The practice is legal if the quantity stated on the pack is accurate, but consumer watchdogs argue it can feel deceptive to consumers. Edgar Dworsky, founder of Consumerworld.org, said that brands take advantage of the fact that shoppers are more price-conscious than net weight-conscious.
“They keep products at familiar prices in the hope that consumers won’t notice the backdoor price increase. However, it is up to consumers to pay close attention to these changes and be aware of the shrinking sizes,” he said.
A Mars spokesperson said in a statement: “We have been actively trying to find ways to absorb the rising costs of raw materials and operations, as we know the increase in the cost of living has impacted both consumers and businesses across the UK.
“Unfortunately, the growing pressures mean that more needs to be done. Reducing the size of our products is not a decision we have taken lightly but it is necessary.”
The company also claims that reducing the pack size was one way to prevent chocolate lovers from having to compromise on “quality or taste”.
French supermarket chain Carrefour reportedly began placing labels on its shelves to warn customers which products – including Lindt chocolate - had shrunk in size but increased in price. The strategy is to put pressure on the big brands to reassess their pricing policies.
Malmgren said in a LinkedIn post that brands are banking on the fact that most people won’t register these changes at the checkout.
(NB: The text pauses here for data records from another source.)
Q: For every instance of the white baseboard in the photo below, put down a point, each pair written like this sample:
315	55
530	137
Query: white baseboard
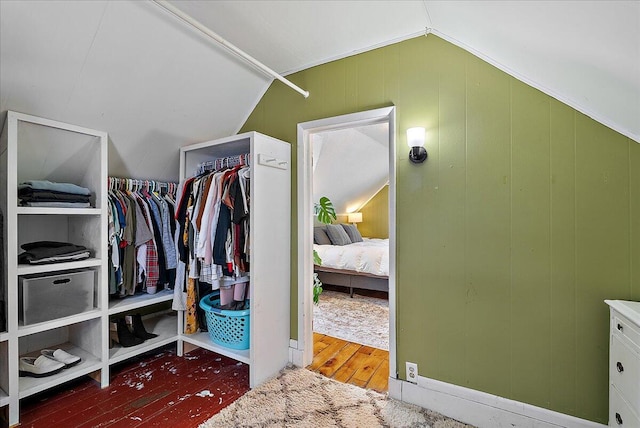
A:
480	408
296	356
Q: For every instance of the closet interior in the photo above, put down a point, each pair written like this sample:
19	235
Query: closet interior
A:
268	221
120	273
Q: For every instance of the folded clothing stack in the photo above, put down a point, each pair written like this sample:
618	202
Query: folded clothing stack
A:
43	193
42	252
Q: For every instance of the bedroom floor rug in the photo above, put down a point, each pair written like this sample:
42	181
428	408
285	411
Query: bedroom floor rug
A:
300	398
360	319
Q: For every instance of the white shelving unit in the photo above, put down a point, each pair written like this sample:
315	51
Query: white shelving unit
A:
34	148
270	249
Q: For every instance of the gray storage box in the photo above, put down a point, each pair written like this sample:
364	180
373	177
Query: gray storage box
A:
46	298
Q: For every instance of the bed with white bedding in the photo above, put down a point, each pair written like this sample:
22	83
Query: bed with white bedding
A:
358	265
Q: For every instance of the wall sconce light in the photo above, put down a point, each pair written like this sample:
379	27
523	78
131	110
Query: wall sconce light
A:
354	218
415	141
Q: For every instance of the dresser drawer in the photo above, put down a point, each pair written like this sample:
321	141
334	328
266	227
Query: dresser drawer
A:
620	414
624	372
628	332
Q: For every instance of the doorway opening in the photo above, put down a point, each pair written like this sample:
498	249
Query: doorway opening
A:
316	137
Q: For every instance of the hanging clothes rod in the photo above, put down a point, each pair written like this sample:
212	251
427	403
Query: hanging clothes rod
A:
234	49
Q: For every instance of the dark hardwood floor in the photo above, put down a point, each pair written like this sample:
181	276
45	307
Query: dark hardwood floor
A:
156	389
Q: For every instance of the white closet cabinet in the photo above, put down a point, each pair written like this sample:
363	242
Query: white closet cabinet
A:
33	148
270	215
624	364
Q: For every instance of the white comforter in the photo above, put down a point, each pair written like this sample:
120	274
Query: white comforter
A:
370	256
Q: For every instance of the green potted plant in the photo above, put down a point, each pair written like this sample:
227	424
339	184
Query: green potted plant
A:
325	213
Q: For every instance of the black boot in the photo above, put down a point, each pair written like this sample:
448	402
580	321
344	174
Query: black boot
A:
138	328
123	336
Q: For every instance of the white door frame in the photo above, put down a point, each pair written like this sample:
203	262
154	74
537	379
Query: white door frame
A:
304	346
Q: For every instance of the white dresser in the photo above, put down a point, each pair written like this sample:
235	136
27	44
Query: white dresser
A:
624	364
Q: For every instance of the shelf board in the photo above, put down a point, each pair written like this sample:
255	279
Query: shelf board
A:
60	322
204	341
139	300
89	364
165	326
55	267
58	211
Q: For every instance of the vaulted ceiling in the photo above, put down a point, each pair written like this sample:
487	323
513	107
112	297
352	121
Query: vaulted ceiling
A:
155	84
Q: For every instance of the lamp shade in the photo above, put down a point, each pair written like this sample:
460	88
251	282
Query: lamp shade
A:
354	218
415	137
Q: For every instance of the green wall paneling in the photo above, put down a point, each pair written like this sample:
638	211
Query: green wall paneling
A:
523	219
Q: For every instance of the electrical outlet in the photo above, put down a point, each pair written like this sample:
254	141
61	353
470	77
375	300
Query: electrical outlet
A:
412	372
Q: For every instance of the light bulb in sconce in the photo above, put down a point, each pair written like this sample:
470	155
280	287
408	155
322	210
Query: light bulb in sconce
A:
415	141
354	217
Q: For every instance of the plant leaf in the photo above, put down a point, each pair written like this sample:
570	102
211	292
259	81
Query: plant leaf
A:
324	210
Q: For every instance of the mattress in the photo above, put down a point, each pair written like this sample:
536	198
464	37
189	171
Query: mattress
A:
370	256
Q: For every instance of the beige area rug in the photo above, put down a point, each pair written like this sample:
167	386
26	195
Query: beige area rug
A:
301	398
360	319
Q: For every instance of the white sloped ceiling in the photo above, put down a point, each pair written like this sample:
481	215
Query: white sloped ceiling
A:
125	68
129	68
350	165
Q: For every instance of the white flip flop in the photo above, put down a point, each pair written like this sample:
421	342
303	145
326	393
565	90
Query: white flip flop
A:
39	367
61	356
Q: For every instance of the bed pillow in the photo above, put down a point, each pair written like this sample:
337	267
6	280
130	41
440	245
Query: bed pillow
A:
320	236
353	232
337	235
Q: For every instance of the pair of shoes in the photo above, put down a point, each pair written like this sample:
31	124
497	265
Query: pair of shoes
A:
48	363
127	338
39	366
61	356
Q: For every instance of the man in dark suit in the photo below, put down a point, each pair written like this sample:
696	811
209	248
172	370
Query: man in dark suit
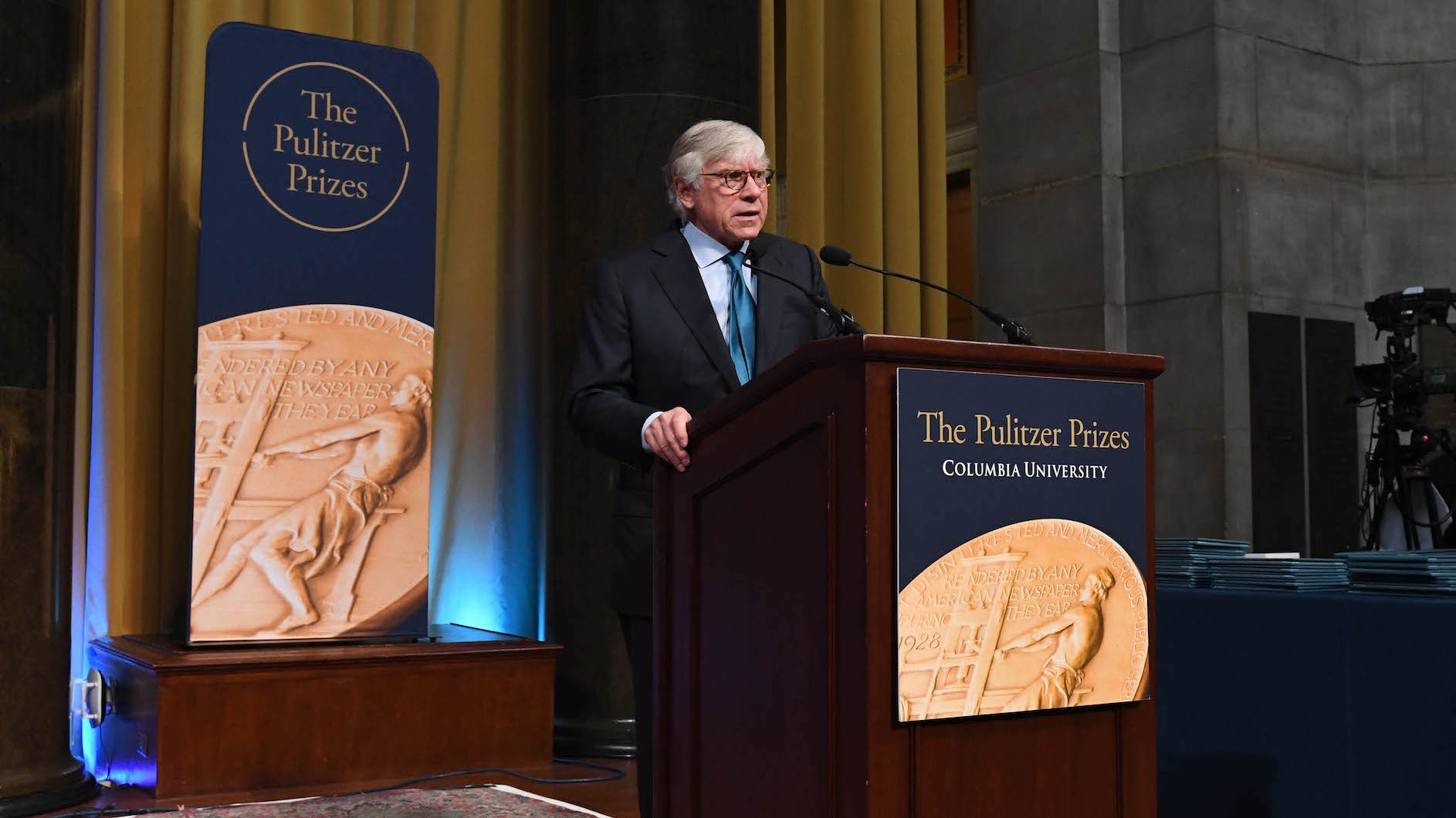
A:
669	328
She said that we may have already passed peak shrinkflation, as manufacturers have already initiated most of the downsizing they feel they can get away with.
Swapnil Karkare, an economist and freelance writer, said: “Inflation throws us into so many things. We knew that businesses reduce package size and keep the prices unchanged – the traditional ‘shrinkflation’ … but ‘sneakflation’ is new – here, the prices are not known until we actually pay them. Quite sneaky.”